PASSAU, Germany - Before gingerbread became the iconic cookie of the holiday season, it was considered the most basic of sweets for centuries in Europe and nowhere have I found the gingerbread sweeter than at Confiserie & Café Simon in Passau, Germany, where the same family has been baking cookies for four generations.

Passau, located near the border to Austria and situated at the confluence of three rivers, the Danube, Inn and Ilz, is a colorful city with Italian-baroque architecture so ornate that some of its buildings actually reminded me of gingerbread houses. It was down a winding, cobblestone street that I found the sunny, yellow façade of this sweet shop.

Inside, the white, multi-arched ceiling and honey-colored walls left me with the feeling of walking into a beehive, which is apropos, considering the contribution bees have made to this family business. In early times, it was typical for confectioners to make use of any by-product from the honey used to sweeten their baked goods, so many made and sold candles too. This explained the motif on the iron sign I noticed hanging above the entry—a beehive flanked by two candles swinging below a teetering cup and saucer.

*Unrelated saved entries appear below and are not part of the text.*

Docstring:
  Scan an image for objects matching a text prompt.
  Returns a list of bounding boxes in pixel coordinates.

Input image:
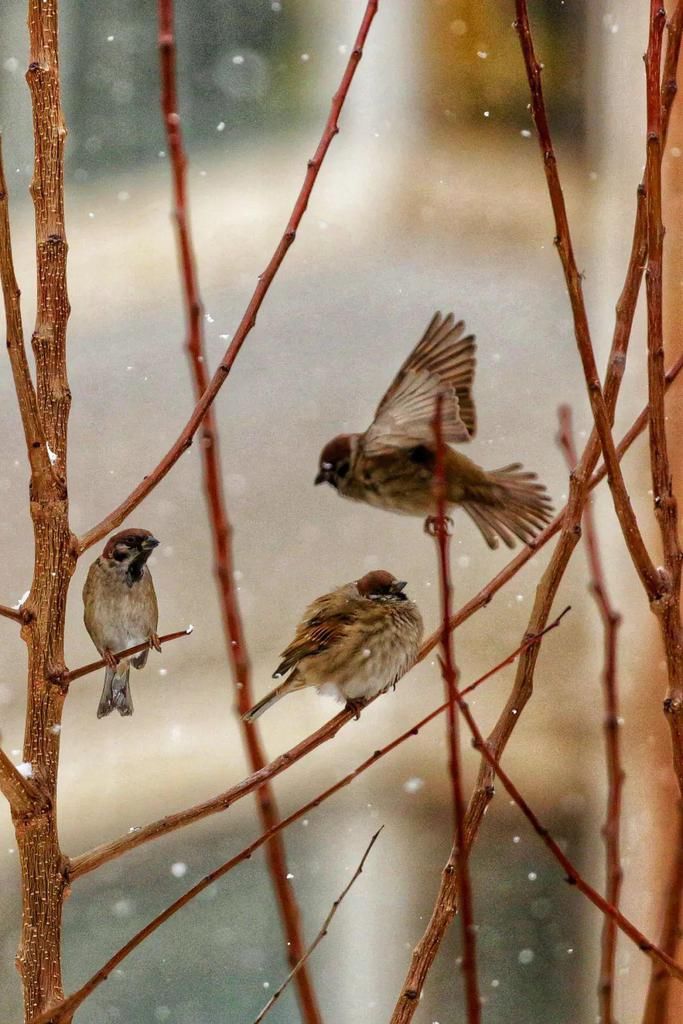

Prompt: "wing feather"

[273,594,354,677]
[362,312,476,455]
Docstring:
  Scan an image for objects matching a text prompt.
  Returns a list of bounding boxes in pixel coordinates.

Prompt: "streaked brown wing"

[273,609,353,677]
[362,312,476,455]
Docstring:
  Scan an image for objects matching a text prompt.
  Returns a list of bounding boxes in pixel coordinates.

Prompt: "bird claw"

[103,648,118,670]
[424,514,454,537]
[150,633,162,653]
[345,697,367,720]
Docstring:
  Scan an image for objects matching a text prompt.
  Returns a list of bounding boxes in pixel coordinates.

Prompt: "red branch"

[36,615,683,1024]
[67,609,568,882]
[388,12,683,1019]
[558,406,623,1024]
[642,805,683,1024]
[452,694,683,983]
[68,357,683,883]
[432,393,481,1023]
[645,0,683,798]
[63,627,192,685]
[78,0,379,555]
[514,0,660,598]
[157,1,321,1017]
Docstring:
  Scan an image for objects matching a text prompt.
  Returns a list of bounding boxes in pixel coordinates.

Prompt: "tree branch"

During the Christmas season, it’s not unusual to find Walter Simon, the patriarch, and his two sons, Walter Jr. and Frank, giving demonstrations on how to make gingerbread in the old style once practiced by their grandfathers. Frank and his father showed me how to make Honiglebkuchen, gingerbread cookies made with similar ingredients used centuries ago. Frank rolled out the dough and cut cookies in the shapes of rocking horses, stars, angels and hearts and slid the baking sheet into the oven. Once cooled, the cookies were decorated with almonds, dried fruit, and icing. Because the cookies are made with all-natural ingredients, they can be enjoyed warm or used as gifts or ornaments to hang on a Christmas tree. “Our simple recipe of rye flour, honey and spices ensures the gingerbread will last,” explained Walter.

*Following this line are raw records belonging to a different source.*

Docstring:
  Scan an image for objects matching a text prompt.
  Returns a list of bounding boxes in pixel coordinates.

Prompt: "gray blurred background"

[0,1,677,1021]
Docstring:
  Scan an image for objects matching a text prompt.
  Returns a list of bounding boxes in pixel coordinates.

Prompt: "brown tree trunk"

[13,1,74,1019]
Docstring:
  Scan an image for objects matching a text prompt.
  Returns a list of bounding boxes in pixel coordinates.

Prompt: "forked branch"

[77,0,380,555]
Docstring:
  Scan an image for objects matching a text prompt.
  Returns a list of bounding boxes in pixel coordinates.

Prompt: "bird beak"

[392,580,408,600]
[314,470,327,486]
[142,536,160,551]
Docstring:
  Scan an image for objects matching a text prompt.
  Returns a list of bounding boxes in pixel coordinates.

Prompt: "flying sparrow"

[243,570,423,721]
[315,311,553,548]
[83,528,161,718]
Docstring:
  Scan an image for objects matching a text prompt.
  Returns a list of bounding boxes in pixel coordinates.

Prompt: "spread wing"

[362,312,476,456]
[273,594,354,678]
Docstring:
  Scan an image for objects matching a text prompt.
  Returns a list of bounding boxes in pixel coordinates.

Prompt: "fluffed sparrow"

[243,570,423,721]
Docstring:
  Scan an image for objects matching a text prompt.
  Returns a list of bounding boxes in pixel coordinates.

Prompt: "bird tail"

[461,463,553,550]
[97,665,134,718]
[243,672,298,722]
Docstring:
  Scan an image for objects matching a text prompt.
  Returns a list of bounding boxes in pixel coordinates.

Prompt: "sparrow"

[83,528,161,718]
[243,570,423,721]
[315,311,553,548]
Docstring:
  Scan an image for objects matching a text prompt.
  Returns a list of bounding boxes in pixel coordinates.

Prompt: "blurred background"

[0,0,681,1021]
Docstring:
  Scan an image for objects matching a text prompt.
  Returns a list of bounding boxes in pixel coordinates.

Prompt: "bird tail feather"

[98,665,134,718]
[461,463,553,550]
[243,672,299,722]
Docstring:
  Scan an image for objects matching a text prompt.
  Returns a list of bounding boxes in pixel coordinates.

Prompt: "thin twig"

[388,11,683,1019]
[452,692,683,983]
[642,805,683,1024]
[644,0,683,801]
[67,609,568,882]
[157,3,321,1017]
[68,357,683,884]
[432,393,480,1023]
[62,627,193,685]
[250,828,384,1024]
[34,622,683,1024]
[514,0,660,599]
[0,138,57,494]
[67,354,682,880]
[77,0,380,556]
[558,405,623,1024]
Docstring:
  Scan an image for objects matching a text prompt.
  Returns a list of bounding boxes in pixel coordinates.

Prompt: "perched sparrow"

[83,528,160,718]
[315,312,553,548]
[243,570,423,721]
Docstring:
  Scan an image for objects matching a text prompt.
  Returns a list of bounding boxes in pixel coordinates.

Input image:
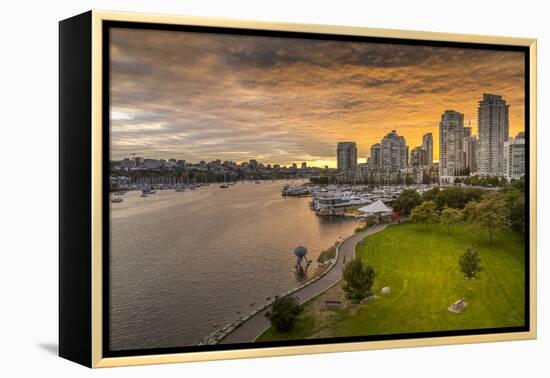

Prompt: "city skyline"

[111,28,525,168]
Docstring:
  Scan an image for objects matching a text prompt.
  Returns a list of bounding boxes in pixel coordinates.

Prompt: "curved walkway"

[220,222,389,344]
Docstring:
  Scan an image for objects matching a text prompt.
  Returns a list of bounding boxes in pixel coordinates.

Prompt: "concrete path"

[220,223,389,344]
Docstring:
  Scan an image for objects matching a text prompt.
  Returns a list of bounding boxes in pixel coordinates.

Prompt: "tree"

[393,189,422,215]
[265,295,303,333]
[411,201,440,229]
[440,206,463,235]
[435,187,464,209]
[465,193,506,243]
[501,187,525,236]
[343,258,376,301]
[510,176,525,193]
[459,248,482,279]
[463,200,478,222]
[510,196,525,236]
[462,188,484,204]
[435,187,483,210]
[422,187,440,202]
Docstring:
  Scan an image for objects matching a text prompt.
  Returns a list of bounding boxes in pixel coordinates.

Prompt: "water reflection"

[109,180,360,350]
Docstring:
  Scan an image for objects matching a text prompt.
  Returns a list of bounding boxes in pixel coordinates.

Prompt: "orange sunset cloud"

[110,28,525,167]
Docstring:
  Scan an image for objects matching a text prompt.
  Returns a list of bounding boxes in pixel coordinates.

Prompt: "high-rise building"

[463,135,478,173]
[133,156,144,167]
[504,132,525,180]
[143,158,161,169]
[337,142,357,172]
[478,94,509,176]
[120,158,136,169]
[439,110,466,178]
[410,146,428,166]
[369,143,382,168]
[422,133,433,165]
[381,130,407,172]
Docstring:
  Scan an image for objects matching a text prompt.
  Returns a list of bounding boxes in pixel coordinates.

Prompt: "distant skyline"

[110,28,525,168]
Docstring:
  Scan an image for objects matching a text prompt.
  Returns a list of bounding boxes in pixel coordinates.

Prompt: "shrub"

[317,242,339,263]
[265,296,303,333]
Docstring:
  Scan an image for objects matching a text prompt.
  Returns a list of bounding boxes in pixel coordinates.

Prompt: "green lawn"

[258,222,525,341]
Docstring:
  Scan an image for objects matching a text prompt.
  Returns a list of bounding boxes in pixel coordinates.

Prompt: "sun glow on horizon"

[110,28,525,163]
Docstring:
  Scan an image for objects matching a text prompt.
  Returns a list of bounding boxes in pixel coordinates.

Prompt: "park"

[258,186,526,342]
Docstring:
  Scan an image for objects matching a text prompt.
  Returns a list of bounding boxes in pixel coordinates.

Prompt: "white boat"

[111,196,123,203]
[312,191,372,215]
[281,185,311,197]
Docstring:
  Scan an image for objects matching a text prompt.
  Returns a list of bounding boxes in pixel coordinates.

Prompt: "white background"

[1,0,547,376]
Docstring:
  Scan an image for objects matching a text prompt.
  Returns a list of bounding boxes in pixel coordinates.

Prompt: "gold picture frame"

[59,10,537,368]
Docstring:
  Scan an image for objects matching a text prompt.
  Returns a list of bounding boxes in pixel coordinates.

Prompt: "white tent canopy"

[358,200,392,216]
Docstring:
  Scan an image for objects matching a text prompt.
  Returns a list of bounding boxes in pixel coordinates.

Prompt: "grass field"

[258,222,525,341]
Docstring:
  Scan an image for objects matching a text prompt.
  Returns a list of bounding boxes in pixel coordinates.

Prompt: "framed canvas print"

[59,10,537,368]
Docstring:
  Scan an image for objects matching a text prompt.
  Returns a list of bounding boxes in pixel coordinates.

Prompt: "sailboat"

[220,171,229,188]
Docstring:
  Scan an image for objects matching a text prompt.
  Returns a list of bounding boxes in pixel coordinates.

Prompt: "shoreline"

[210,222,388,345]
[198,235,345,345]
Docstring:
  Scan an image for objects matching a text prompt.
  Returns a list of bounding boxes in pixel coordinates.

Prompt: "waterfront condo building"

[410,146,428,166]
[143,158,161,169]
[337,142,357,172]
[463,135,478,174]
[439,110,466,181]
[369,143,382,168]
[477,93,510,176]
[381,130,408,173]
[422,132,434,165]
[504,132,526,180]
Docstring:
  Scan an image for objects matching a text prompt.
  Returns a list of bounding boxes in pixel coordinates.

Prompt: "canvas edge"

[88,9,537,368]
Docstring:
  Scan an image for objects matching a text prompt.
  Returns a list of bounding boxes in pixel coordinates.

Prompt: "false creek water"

[109,180,361,350]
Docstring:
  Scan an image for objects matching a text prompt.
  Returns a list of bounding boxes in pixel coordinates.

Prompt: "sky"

[110,27,525,167]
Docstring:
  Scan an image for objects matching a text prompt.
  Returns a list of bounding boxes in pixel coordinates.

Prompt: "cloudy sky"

[110,27,525,167]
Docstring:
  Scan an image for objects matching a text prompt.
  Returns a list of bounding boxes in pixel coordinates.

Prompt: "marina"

[281,183,436,216]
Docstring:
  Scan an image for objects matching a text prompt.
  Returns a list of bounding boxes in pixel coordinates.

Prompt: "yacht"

[312,191,372,216]
[281,185,310,197]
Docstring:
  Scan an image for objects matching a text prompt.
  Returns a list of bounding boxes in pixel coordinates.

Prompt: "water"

[109,180,361,350]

Other types of gingerbread cookies baked at Simon include Gweuerzlebkuchen, sweetened with sugar and molasses and Elisen Lebkuchen, sweetened with sugar and marzipan. On my visit, I tried the traditional Honiglebkuchen with a cup of coffee in the café. As I enjoyed my mid-morning treat, I watched the buzz o activity at the curvaceous, glass counter where dozens of truffles, candied fruit, and strudels tempted patrons ordering items to go.

I took my time savoring the sweet gingerbread and never once did anyone try to rush me from my table. The Germans have a wonderful word for this—gemütlichkeit—which basically means you’re welcome to linger for as long as you like and no one will shoo you from your table.

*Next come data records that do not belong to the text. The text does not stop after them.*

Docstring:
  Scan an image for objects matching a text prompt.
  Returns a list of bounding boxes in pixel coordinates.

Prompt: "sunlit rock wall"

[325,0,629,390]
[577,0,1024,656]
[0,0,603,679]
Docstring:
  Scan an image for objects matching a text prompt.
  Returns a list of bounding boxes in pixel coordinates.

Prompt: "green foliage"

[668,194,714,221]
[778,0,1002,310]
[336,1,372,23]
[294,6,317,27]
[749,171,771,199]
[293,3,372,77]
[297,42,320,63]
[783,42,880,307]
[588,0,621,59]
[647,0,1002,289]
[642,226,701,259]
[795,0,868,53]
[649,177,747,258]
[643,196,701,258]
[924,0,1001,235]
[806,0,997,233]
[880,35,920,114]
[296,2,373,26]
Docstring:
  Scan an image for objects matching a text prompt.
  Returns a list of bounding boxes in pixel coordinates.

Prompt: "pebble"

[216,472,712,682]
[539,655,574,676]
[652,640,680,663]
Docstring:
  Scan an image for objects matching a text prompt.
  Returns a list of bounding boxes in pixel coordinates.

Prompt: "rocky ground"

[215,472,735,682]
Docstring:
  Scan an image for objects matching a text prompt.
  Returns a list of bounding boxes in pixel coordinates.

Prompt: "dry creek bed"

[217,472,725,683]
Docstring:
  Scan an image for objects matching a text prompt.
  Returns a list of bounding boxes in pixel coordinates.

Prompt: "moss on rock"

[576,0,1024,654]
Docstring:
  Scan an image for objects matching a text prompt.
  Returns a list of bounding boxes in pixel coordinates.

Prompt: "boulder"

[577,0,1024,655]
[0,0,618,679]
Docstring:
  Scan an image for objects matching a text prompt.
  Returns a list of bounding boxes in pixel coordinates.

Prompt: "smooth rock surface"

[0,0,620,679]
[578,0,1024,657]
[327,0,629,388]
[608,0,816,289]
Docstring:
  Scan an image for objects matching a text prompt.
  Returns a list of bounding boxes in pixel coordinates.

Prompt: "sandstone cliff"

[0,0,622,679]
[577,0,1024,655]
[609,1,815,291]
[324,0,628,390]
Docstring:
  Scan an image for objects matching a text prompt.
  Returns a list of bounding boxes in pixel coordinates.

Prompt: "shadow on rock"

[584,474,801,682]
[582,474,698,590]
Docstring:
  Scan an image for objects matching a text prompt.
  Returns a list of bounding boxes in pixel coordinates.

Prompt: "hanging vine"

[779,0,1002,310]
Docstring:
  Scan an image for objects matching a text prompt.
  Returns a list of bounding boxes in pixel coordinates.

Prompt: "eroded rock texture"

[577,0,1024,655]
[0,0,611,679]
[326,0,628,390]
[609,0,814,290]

One of the most whimsical cookies at Simon is the Passauer Toppel—a gingerbread cookie made of Honigleckuchen with a marzipan face of the “Passau’s Fool”. According to the legend, in 1662 the St. Stephen statue fell from the namesake cathedral in Passau and only the head remained in one piece. Although the head looks fine, the local joke is that the statue has not really been in his right mind since.

The Cathedral of St. Stephen houses one the world’s largest organs with almost 18,000 pipes and it can be heard every Wednesday and Saturday at noon during Advent. Also, during Advent, Passau celebrates the season with a Christmas Market held in the Domplatz, the cathedral square, from November 28 to December 23.

Making gingerbread has kept the Simon family busy for generations and as Simon Sr. likes to boast, “The fifth generation has already begun to arrive.” For me, it had been the perfect place to settle in on a cold, winter day and practice the art of gemütlichkeit with a cup of coffee and my favorite cookie of the season.